An I/O Kit driver's user client (see Chapter 10) cannot be used from a 64-bit program unless the driver explicitly supports 64-bit user address spaces. A kernel extension can access physical addresses above 4GB by using the IOMemoryDescriptor I/O Kit class.

The x86 version of Mac OS X 10.4 does not support 64-bit computing. As Apple adopts 64-bit x86 processors,^[28] Mac OS X should regain 64-bit support. It is very likely that most, if not all, user libraries will have 64-bit equivalents in future versions of Mac OS X.

^[28] A likely first candidate is Intel's "Merom" 64-bit mobile processor.

8.18.3. Why Not to Use 64-bit Executables

Especially in Mac OS X, 64-bit programs are not necessarily "better" just by being 64-bit. In fact, typical programs are likely to have poorer performance if compiled for 64-bit computing. The following are some reasons against using 64-bit executables on Mac OS X.

The memory footprint of 64-bit programs is higher in general: They use larger pointers, stacks, and data sets. This potentially leads to more cache and TLB misses.
64-bit software support in Mac OS X 10.4 is nascent. The interfaces that have migrated to 64-bit are not mature, and most of the commonly used interfaces are still 32-bit.
As we discussed earlier, some of the usual reasons for moving to 64-bit computing are not very compelling on the PowerPC.
Certain PowerPC nuances can slow down 64-bit execution. For example, if a 32-bit signed integer is used as an array index, then, unless the integer is stored in a register, each access will require an extra extsw instruction to sign-extend the value.

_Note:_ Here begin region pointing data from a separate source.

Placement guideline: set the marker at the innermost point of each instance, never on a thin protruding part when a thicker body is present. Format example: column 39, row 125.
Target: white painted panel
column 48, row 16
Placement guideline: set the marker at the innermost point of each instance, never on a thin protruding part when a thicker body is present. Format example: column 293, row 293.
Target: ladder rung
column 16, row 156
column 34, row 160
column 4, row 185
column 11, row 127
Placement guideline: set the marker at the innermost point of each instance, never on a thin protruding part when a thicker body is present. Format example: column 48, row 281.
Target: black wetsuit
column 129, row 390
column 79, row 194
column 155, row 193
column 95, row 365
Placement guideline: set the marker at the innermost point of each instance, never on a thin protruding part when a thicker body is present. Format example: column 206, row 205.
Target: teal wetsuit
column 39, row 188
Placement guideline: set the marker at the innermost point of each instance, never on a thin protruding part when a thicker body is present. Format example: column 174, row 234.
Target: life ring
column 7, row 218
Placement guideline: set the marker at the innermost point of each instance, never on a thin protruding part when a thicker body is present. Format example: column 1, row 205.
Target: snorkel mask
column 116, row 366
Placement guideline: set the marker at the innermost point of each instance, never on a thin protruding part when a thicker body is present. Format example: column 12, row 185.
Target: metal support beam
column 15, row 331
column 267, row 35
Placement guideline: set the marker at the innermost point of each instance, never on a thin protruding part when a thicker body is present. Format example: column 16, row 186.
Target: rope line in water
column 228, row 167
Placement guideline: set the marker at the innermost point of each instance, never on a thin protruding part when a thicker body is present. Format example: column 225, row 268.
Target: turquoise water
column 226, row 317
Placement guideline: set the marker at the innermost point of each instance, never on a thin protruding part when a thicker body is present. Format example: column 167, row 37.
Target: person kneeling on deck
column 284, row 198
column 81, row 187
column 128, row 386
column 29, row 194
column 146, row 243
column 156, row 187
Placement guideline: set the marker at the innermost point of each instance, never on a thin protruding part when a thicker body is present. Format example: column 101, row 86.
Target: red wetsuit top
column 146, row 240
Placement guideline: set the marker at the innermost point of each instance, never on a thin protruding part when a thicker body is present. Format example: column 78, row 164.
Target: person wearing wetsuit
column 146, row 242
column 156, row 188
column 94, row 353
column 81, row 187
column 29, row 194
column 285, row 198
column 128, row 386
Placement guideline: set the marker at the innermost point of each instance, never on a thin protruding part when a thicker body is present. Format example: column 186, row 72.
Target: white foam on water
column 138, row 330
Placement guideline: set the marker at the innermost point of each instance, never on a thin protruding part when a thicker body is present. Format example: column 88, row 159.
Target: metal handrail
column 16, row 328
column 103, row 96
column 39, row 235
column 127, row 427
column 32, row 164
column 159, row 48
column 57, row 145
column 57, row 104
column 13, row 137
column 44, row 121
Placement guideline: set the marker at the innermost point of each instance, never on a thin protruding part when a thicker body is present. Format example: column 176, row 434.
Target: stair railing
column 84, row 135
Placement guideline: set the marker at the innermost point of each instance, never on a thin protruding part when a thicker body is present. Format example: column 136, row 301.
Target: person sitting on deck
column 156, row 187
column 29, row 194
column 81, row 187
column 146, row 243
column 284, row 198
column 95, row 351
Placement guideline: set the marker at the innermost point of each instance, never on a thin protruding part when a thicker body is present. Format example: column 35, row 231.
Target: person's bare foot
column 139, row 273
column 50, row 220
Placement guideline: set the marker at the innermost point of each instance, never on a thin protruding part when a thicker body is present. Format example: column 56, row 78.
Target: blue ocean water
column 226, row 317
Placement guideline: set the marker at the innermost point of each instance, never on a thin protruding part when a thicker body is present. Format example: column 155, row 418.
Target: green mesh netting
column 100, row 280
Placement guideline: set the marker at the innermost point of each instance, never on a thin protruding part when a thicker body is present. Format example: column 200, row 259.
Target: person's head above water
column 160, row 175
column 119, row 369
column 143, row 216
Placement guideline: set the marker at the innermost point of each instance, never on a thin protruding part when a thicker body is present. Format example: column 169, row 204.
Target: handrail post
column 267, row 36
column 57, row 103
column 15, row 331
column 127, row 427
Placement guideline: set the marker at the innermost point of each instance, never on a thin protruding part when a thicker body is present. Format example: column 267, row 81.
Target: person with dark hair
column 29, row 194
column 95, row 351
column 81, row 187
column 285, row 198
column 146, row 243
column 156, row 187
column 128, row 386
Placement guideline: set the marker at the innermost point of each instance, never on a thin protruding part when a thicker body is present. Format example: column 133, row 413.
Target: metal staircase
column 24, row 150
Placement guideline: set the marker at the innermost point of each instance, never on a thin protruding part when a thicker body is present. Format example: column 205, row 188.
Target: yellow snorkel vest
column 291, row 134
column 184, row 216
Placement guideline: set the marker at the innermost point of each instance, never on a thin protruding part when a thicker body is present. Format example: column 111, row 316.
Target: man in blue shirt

8.18.4. The 64-bit "Scene"

As Table 810 indicates, there exist several 64-bit operating systems. For example, 64-bit Solaris has a fully 64-bit kernel with 64-bit drivers. Barring some obsolete libraries, Solaris system libraries have both 32-bit and 64-bit versions. Both types of applications can run concurrently. Similarly, the AIX 5L operating system for 64-bit POWER hardware has a fully 64-bit kernel. Again, drivers and other kernel extensions are also 64-bit, and both 32-bit and 64-bit user environments are supported concurrently. There is also a 32-bit AIX 5L kernel that supports 64-bit applications on 64-bit hardware. However, the amount of physical memory it can support is limited (96GB) as compared to the 64-bit kernel.

Standards and 64-bit

The Single UNIX Specification, Version 2 (UNIX 98) included large-file support and removed architectural dependencies to allow 64-bit processing. APIs that were tied to 32-bit data types were cleaned up. For example, several functions were made large-file-aware, using off_t instead of size_t. Version 3 of the Single UNIX Specification (UNIX 03) revised, combined, and updated several standards, including the POSIX standard.